Featured image is 1636 portrait of Galileo by Justus Sustermans, via Wikipedia.

Hope reprise

I make no apology for reblogging this quote from the Vaclav Havel, the much loved last president of Czechoslovakia and first president of the Czech Republic. I believe it speaks particularly to the difficult times we face, worldwide. It is through hope that we will chart a way through.

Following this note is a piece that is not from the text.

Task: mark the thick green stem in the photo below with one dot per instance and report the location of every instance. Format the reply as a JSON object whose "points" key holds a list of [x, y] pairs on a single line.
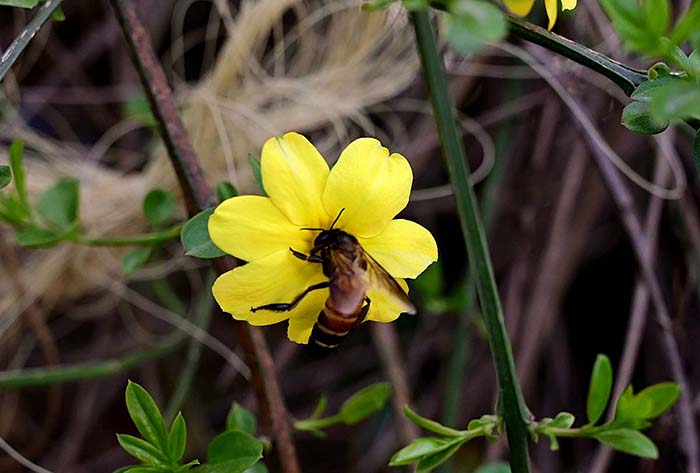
{"points": [[510, 395], [137, 240]]}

“Hope is a state of mind, not of the world.
Either we have hope within us or we don’t; it is a dimension of the soul, and it’s not essentially dependent on some particular observation of the world or estimate of the situation.
Hope is not a prognostication.
It is an orientation of the spirit, an orientation of the heart; it transcends the world that is immediately experienced, and is anchored somewhere beyond its horizons.
Hope, in this deep and powerful sense, is not the same as joy that things are going well, or willingness to invest in enterprises that are obviously headed for success, but rather, an ability to work for something because it is good, not just because it stands a chance to succeed.
The more propitious the situation in which we demonstrate hope, the deeper the hope is.
Hope definitely is not the same thing as optimism.
It is not the conviction that something will turn out well, but the certainty that something makes sense, regardless of how it turns out.”

Amen.

 

New Renaissance vision – 25 years on

I recently came across this short unpublished article I wrote towards the end of 1996, reflecting on The Knutsford Lectures 1993-1996 on Visions of a New Renaissance, previously described in this post. It was an ambitious attempt to capture the spirit and outline of the needed New Renaissance, inspired by what the 19 individual speakers had said. The limitations of my perspective and the lack of suitable outlets meant the article was never published.

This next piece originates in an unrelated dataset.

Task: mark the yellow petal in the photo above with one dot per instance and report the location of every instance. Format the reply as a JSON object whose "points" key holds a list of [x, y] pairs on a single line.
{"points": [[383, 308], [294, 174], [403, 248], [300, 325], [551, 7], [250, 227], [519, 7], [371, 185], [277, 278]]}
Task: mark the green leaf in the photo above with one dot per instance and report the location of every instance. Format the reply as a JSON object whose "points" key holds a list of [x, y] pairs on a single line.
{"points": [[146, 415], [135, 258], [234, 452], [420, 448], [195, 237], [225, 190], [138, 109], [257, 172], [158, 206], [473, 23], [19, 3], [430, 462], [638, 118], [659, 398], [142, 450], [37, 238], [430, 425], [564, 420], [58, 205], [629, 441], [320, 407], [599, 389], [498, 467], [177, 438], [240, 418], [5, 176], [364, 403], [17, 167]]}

Discovering this piece led me to consider, what has changed in nearly 25 years. Was the outlined vision valid? Are we any nearer to it? Here’s my brief assessment, against the categories in the Emerging Vision section of the above paper i.e.:

  • Sustainable ecology.
  • Ethical behaviour and social responsibility
  • Local economy and community
  • Appropriate scale and human scale
  • Open science
  • Soul and spirit
  • Love, compassion, nonviolence
  • Holistic views
  • Living philosophy
  • Imagination, inspiration, arts

I have to say that, despite some encouraging features, it seems as if we are further away from a New Renaissance than we were 25 years ago. Consider just three points:

  1. Dominating everything else, the failure to effectively act on environmental sustainability and climate change for 25 years has led us into an increasingly perilous situation. We, particularly governments and moneymakers, have failed the test of ‘acting as if future generations matter’. On the other hand, far more individual people are acting as if they do; the pendulum is moving.
  2. Behind this is the dead weight of materialism, mechanism and reductionism, continuing to dominate science, governance and economics, stifling the emergence of soul, spirit, love, compassion, true values.
  3. The conflict between large scale and human scale is still heavily over-balanced in favour of the mega-projects, big government, industrial-scale farming and against human communities, particularly indigenous, and local solutions. Human inequalities increase as a result of an economic/governmental system that systematically increases them.

It does not have to be thus. We are creating the new world day by day, in our thoughts and resulting actions. The New Renaissance is a spur to our forward thinking. Take at look at SciMed‘s current New Renaissance initiative!

And I have to be encouraged by the direction taken by international organisations, and particularly the forthcoming Davos Agenda, plus this year’s schedule of global conferences. Covid-19 appears to have catalysed the understanding that the current ‘system’ no longer works, and a new direction is necessary for the whole of humanity, based on working with nature, inclusion and social justice, and trust between nations. A reason for hope!